The RBI's interventions have played a crucial role in stabilizing the rupee, making it one of the most stable Asian currencies. By actively managing the currency's value, the RBI has managed to keep the rupee's volatility to a minimum, as evidenced by its low 3-month implied volatility in Emerging Market (EM) Asia. This strategy, however, carries its own set of risks, as a sudden shift in policy could potentially lead to losses for traders. Greer emphasized that the attractiveness of the rupee does not stem from its potential for appreciation but from the favorable carry-to-volatility ratio that it offers to investors.

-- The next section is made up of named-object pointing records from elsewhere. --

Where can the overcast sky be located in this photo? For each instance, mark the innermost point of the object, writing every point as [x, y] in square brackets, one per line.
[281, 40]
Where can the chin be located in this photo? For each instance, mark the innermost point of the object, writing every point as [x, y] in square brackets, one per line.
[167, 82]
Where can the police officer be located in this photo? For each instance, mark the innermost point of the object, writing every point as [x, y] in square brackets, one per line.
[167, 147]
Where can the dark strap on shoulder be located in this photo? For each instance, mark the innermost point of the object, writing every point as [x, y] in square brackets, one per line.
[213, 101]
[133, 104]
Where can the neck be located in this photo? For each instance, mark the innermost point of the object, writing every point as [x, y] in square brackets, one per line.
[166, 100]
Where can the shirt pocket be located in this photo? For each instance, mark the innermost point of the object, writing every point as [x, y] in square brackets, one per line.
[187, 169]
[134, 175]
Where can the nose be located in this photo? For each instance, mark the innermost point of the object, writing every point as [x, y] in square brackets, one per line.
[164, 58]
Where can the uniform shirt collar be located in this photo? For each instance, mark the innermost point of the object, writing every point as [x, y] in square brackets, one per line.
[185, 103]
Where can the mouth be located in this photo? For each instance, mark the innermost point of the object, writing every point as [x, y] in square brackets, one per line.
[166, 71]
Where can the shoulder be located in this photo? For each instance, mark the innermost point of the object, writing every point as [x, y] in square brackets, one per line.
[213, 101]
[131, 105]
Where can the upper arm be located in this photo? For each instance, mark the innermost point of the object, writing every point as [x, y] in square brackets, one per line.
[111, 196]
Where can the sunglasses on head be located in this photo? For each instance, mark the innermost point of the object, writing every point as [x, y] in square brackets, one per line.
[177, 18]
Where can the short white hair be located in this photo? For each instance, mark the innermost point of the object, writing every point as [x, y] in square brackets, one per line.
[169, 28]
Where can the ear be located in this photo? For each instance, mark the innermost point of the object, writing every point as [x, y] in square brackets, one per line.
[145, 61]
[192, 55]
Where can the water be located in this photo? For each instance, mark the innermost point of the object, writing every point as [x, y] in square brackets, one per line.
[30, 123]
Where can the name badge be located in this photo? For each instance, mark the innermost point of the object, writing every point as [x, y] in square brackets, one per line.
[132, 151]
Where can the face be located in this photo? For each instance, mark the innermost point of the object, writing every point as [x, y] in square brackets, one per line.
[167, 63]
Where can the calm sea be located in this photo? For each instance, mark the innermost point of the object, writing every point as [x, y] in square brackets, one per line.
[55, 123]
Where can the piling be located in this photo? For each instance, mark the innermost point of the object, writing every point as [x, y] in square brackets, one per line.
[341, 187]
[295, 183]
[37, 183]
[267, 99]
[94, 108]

India's monetary policy, characterized by steady interest rates, contrasts with the easing policies of some Latin American countries, making it an appealing destination for overseas funds. The inclusion of Indian bonds in JPMorgan Chase & Co.’s global index is expected to drive significant foreign investment into the country. India's foreign exchange reserves, which are near a record high of $643 billion, provide the RBI with ample resources to intervene in the currency market as needed. The yield on India's benchmark 10-year bond, at approximately 7.20%, stands as the highest among major Asian markets, further enhancing the country's appeal to foreign investors seeking high returns.
"The rupee rewards investors with a high yield than regional peers, and together with low volatility, makes it arguably one of the most attractive currencies on the planet... Because RBI has been so tight on both sides of the range, the carry-to-volatility ratio is what many investors are attracted to."